Sexualité : l‘accès à la contraception et à l’IVG reste encore trop difficile

 

L'Alsace - 3 février 2010

La ministre de la Santé Roselyne Bachelot a promis de renforcer la prévention des grossesses non désirées pour les jeunes et ’accès à l’avortement après la remise, hier, d’un rapport pointant les carences de la France en la matière. Mme Bachelot a admis hier qu’il persistait des inégalités territoriales dans l’accès à l’interruption volontaire de grossesse (IVG), avec des délais d’attente de parfois plus de 15 jours, et a déploré « un manque d’information sur la sexualité et la contraception ». Pour y remédier, elle veut notamment renforcer les centres de planification et mettre en place un accès gratuit et anonyme à la contraception pour les mineures via des consultations auprès de médecins volontaires. Elle prévoit aussi de revaloriser en 2010 « d’aumoins 10%» la rémunération des établissements pratiquant des IVG chirurgicales. Le rapport remis par l’Inspection générale des affaires sociales (Igas) pointe notamment le fait que les IVG tardives ne soient pas prises en charge partout, et note qu’il persiste des « goulots d’étranglement dans certaines zones de fortes demandes », notamment les grandes villes.
Le nombre d’établissements pratiquant l’IVG est passé de 729 en 2000 à 639 en 2006, réduisant de fait le choix quant aux méthodes d’IVG. Peu attractive pour les personnels de santé et pour les établissements, l’IVG chirurgicale est de moins en moins pratiquée. Côté prévention, il y a un niveau préoccupant d’échecs des moyens de contraception. 72% des 200 000 IVG annuelles sont
réalisées sur des femmes sous contraception.
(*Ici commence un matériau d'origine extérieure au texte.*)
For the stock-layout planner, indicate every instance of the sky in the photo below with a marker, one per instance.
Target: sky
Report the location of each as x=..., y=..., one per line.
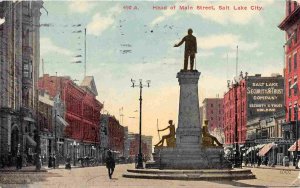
x=138, y=44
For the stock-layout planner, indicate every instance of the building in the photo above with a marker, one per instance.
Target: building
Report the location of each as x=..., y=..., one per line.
x=250, y=97
x=126, y=144
x=201, y=114
x=19, y=70
x=82, y=112
x=213, y=112
x=52, y=126
x=134, y=140
x=265, y=138
x=148, y=141
x=291, y=26
x=116, y=136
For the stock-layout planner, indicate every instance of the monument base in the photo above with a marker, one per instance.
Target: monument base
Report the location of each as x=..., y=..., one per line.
x=189, y=158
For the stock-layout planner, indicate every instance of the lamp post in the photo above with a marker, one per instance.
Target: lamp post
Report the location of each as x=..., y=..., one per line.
x=296, y=123
x=140, y=155
x=74, y=152
x=295, y=87
x=237, y=153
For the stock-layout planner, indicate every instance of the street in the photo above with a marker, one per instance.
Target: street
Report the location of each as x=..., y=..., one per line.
x=97, y=177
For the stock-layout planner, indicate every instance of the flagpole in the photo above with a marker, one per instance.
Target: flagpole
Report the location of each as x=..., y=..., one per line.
x=157, y=128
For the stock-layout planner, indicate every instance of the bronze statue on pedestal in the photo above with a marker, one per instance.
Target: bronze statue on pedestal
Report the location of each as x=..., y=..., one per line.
x=190, y=49
x=170, y=138
x=207, y=139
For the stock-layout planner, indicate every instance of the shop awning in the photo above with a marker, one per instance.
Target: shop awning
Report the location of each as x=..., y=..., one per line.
x=62, y=121
x=293, y=147
x=29, y=119
x=265, y=149
x=30, y=141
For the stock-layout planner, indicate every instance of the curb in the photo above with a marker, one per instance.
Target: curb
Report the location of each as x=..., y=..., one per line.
x=273, y=168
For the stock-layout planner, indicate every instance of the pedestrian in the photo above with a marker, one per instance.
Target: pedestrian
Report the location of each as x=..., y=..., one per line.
x=19, y=161
x=110, y=164
x=68, y=162
x=50, y=161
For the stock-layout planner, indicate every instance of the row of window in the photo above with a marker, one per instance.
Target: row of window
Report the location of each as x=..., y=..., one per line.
x=294, y=62
x=295, y=89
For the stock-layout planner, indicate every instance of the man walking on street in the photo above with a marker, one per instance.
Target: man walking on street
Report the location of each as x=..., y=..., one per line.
x=110, y=164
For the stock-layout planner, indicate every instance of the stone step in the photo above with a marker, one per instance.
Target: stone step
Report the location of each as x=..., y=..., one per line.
x=198, y=177
x=199, y=172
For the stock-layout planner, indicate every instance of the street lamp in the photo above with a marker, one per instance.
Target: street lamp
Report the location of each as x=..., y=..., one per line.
x=295, y=87
x=140, y=155
x=74, y=144
x=236, y=138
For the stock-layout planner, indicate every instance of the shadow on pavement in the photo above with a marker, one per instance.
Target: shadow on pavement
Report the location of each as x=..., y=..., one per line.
x=25, y=177
x=237, y=184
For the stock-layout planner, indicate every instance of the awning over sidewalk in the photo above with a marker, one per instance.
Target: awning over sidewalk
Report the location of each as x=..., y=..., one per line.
x=293, y=147
x=265, y=149
x=253, y=148
x=62, y=121
x=30, y=141
x=29, y=119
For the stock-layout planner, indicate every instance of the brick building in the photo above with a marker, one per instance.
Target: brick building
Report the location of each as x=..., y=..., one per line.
x=19, y=70
x=82, y=111
x=134, y=146
x=249, y=98
x=291, y=26
x=116, y=135
x=213, y=111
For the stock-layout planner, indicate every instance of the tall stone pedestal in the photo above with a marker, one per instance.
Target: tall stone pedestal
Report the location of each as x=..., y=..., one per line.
x=188, y=133
x=189, y=153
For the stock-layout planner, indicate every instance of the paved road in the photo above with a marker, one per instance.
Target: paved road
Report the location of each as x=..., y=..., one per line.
x=97, y=177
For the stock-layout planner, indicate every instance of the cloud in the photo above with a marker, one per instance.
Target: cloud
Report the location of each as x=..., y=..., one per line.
x=100, y=23
x=80, y=6
x=225, y=41
x=47, y=46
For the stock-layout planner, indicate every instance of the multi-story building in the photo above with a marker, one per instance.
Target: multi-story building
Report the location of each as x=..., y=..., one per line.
x=213, y=112
x=82, y=111
x=148, y=141
x=116, y=136
x=19, y=70
x=134, y=140
x=249, y=98
x=126, y=143
x=265, y=136
x=52, y=126
x=291, y=26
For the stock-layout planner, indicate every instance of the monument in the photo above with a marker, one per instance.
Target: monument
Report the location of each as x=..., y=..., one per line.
x=193, y=150
x=197, y=155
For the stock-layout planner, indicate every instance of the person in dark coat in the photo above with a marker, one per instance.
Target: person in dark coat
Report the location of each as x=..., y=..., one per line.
x=110, y=164
x=190, y=49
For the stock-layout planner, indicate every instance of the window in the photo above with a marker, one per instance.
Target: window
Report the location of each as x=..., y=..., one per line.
x=290, y=84
x=290, y=113
x=295, y=88
x=295, y=35
x=290, y=64
x=295, y=61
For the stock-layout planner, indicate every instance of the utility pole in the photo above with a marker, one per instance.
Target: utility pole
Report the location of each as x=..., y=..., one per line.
x=84, y=52
x=140, y=155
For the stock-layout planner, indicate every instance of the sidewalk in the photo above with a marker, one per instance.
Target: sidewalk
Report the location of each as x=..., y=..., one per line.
x=278, y=167
x=23, y=169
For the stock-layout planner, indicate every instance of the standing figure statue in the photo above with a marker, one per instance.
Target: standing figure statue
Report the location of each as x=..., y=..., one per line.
x=170, y=138
x=207, y=139
x=190, y=49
Quant aux jeunes, leur droit à la contraception « leur est dénié dans les faits » et l’Éducation nationale ne joue pas suffisamment son rôle en matière d’éducation sexuelle. Le coût de la contraception est jugé souvent trop élevé, jusqu’à 175 euros annuels pour un timbre contraceptif hebdomadaire.
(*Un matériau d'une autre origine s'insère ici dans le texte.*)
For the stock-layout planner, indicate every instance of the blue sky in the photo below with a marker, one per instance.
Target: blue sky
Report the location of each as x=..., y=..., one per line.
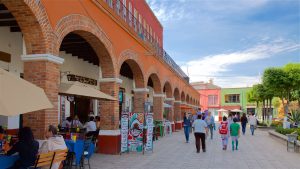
x=231, y=41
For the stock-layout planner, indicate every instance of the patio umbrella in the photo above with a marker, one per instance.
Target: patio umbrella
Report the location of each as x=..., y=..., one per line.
x=18, y=96
x=236, y=110
x=222, y=110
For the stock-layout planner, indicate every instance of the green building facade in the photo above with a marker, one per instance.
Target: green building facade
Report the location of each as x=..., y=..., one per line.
x=236, y=98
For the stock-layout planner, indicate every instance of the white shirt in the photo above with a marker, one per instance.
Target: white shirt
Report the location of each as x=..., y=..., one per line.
x=199, y=126
x=252, y=120
x=90, y=126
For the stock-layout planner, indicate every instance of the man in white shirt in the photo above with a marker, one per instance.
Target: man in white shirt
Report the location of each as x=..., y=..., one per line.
x=200, y=130
x=252, y=122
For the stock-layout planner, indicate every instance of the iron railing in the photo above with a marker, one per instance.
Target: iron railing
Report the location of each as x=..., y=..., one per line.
x=143, y=34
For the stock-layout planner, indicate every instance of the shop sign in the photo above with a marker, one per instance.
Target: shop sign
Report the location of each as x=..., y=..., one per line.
x=135, y=135
x=81, y=79
x=150, y=125
x=124, y=132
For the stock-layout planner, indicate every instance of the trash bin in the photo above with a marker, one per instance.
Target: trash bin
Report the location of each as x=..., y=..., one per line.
x=291, y=142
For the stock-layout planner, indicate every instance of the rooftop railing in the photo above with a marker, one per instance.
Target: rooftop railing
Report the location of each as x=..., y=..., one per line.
x=144, y=34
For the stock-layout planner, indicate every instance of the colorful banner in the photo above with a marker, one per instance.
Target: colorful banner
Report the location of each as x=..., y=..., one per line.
x=135, y=135
x=150, y=125
x=124, y=132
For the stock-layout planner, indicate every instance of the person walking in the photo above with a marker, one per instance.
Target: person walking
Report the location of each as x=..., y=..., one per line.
x=235, y=134
x=244, y=122
x=200, y=130
x=186, y=126
x=223, y=130
x=252, y=122
x=210, y=121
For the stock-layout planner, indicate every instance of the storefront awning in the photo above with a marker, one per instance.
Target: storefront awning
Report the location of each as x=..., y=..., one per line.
x=80, y=89
x=18, y=96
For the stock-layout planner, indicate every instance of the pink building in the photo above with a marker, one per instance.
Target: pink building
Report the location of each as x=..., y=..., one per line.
x=210, y=97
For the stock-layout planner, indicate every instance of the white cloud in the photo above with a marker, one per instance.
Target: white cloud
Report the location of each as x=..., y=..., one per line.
x=215, y=66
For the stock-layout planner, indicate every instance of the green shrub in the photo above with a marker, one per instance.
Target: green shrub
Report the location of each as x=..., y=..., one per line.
x=288, y=131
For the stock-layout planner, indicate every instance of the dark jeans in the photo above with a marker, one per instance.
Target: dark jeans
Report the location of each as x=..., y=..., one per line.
x=187, y=133
x=244, y=127
x=198, y=137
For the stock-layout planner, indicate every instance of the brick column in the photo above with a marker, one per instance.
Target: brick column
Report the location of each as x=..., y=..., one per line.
x=109, y=135
x=140, y=96
x=171, y=115
x=177, y=113
x=158, y=100
x=43, y=71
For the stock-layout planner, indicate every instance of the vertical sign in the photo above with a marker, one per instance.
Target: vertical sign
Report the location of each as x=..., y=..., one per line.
x=150, y=125
x=124, y=132
x=135, y=135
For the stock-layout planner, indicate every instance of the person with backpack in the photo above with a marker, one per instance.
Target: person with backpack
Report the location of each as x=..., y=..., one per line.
x=200, y=130
x=235, y=134
x=210, y=121
x=223, y=130
x=244, y=122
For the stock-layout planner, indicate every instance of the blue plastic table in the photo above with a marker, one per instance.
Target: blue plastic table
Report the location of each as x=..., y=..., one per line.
x=8, y=161
x=77, y=148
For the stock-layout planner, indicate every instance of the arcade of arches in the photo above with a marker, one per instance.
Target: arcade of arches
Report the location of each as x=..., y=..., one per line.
x=50, y=45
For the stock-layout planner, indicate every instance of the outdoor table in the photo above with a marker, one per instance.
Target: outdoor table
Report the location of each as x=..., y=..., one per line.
x=77, y=148
x=8, y=161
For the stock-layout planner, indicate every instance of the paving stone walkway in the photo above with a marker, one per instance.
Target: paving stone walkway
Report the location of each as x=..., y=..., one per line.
x=171, y=152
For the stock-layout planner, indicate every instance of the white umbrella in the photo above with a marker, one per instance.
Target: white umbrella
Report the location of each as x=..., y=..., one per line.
x=18, y=96
x=222, y=110
x=236, y=110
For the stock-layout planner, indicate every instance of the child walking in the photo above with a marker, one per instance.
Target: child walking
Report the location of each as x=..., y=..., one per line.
x=235, y=133
x=223, y=130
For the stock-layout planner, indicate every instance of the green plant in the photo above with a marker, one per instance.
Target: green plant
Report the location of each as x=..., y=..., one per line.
x=295, y=116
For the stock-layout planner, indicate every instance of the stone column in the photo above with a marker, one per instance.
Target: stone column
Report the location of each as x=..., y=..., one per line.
x=43, y=71
x=177, y=112
x=140, y=96
x=158, y=100
x=171, y=116
x=109, y=136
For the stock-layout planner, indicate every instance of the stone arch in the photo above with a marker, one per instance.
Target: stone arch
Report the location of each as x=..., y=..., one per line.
x=182, y=96
x=138, y=75
x=32, y=18
x=94, y=35
x=156, y=83
x=168, y=89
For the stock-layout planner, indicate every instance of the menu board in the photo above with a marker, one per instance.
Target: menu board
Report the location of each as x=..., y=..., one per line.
x=135, y=135
x=124, y=132
x=150, y=125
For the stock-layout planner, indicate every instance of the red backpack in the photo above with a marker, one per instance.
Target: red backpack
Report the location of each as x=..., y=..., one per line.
x=223, y=128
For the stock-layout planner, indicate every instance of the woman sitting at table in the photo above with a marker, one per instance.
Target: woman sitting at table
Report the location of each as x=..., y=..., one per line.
x=54, y=142
x=27, y=148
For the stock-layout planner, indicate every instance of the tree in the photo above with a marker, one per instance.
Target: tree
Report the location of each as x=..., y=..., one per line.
x=275, y=79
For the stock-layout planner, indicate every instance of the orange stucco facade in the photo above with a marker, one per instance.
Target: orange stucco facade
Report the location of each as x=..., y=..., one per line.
x=44, y=25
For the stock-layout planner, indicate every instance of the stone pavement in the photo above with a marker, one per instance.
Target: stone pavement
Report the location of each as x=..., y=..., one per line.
x=171, y=152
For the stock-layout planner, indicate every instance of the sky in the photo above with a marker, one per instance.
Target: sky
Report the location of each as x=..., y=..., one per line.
x=230, y=41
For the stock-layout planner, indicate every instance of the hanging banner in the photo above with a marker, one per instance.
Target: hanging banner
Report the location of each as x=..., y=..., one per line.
x=124, y=132
x=150, y=125
x=135, y=135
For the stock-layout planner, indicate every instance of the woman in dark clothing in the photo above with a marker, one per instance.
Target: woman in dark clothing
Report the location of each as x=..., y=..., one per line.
x=244, y=122
x=27, y=148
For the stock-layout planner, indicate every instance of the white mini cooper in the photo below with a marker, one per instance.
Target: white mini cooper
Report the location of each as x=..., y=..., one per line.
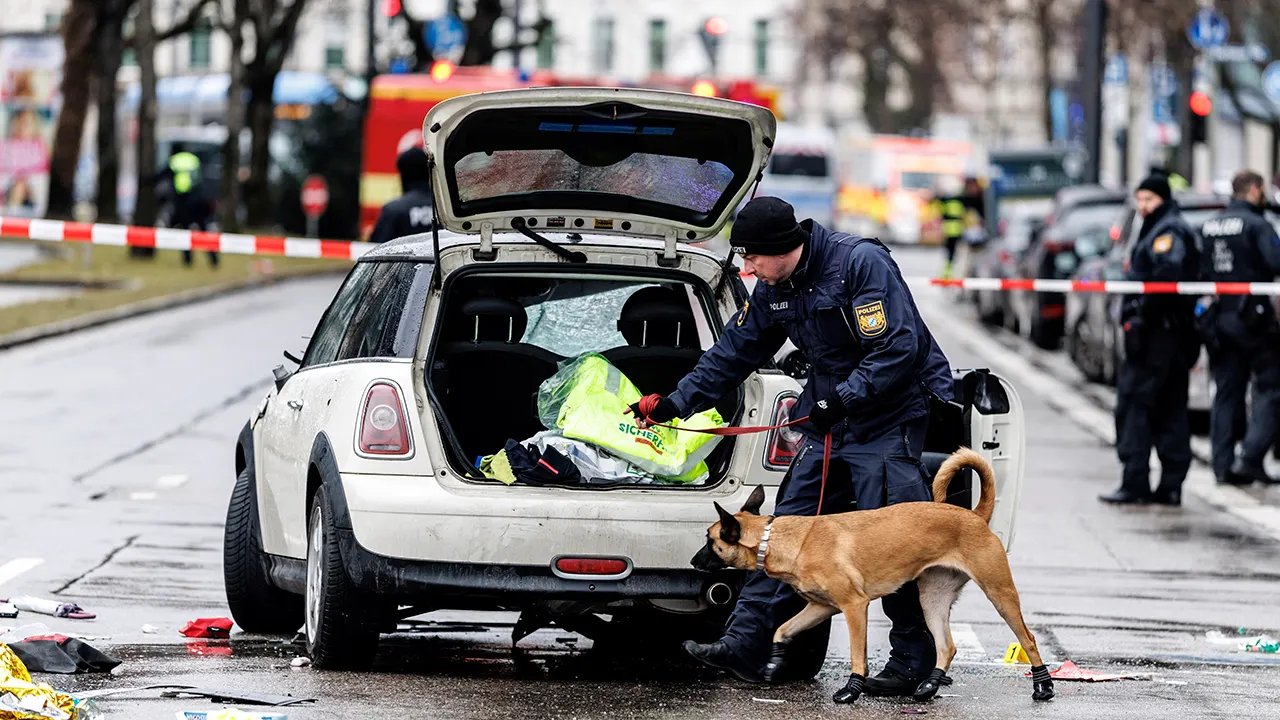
x=566, y=224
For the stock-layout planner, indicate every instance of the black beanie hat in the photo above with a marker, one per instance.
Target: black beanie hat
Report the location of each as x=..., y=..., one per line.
x=1159, y=185
x=767, y=226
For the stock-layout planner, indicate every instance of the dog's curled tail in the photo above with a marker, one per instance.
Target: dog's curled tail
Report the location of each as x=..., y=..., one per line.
x=967, y=458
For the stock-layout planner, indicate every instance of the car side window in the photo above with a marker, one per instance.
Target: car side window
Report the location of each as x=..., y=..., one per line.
x=374, y=327
x=336, y=320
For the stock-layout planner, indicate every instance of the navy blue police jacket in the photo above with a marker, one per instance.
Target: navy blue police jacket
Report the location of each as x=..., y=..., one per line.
x=849, y=310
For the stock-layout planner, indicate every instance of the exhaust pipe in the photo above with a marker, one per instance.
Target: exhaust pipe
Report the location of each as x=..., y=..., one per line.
x=720, y=593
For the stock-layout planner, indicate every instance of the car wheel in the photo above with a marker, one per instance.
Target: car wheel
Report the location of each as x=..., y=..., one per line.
x=341, y=621
x=256, y=605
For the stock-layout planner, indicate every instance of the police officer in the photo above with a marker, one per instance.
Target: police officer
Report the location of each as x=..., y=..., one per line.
x=410, y=213
x=1161, y=346
x=874, y=372
x=1242, y=331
Ségolène Royal, la présidente PS de Poitou-Charentes, a réagi en attaquant vivement le gouvernement, déplorant qu’il « bloque » dans sa région son initiative d’un « Pass contraception », qui doit donner aux mineures un accès gratuit à la consultation médicale et à la contraception. Pour leur part, les associations féministes ont globalement jugé positives mais insuffisantes les
mesures annoncées par Mme Bachelot.
« Nous serons satisfaites si la volonté politique est suivie de moyens », affirme la présidente du Mouvement du Planning familial, Carine Favier, qui regrette l’absence d’annonces fortes sur le remboursement des contraceptifs. Pour Chantal Birman, cadre de l’Association nationale des centres d’interruption de grossesse et de contraception (Ancic), « il faut autoriser les sages-femmes à faire des IVG, y compris par aspiration ». « Toute une génération de médecins militants des droits des femmes va bientôt partir à la retraite », s’inquiète cette sage-femme. « Si Mme Bachelot veut améliorer l’accès à l’IVG, il faut remettre en cause sa logique de restructurations hospitalières », lance de son côté Maya Surduts, de la Coordination des associations pour le droit à l’avortement et à la contraception (Cadac). L’association Ni Putes Ni Soumises a demandé au gouvernement « d’en faire plus », soulignant que la contraception restait « un interdit » dans les quartiers populaires et s’inquiétant des fermetures de centres d’IVG.
À contre-courant des associations féministes, le mouvement anti-avortement « Alliance pour les droits de la vie » dénonce un « rapport consternant ». Et de juger que « l’urgence est d’aider les femmes enceintes à éviter l’IVG ».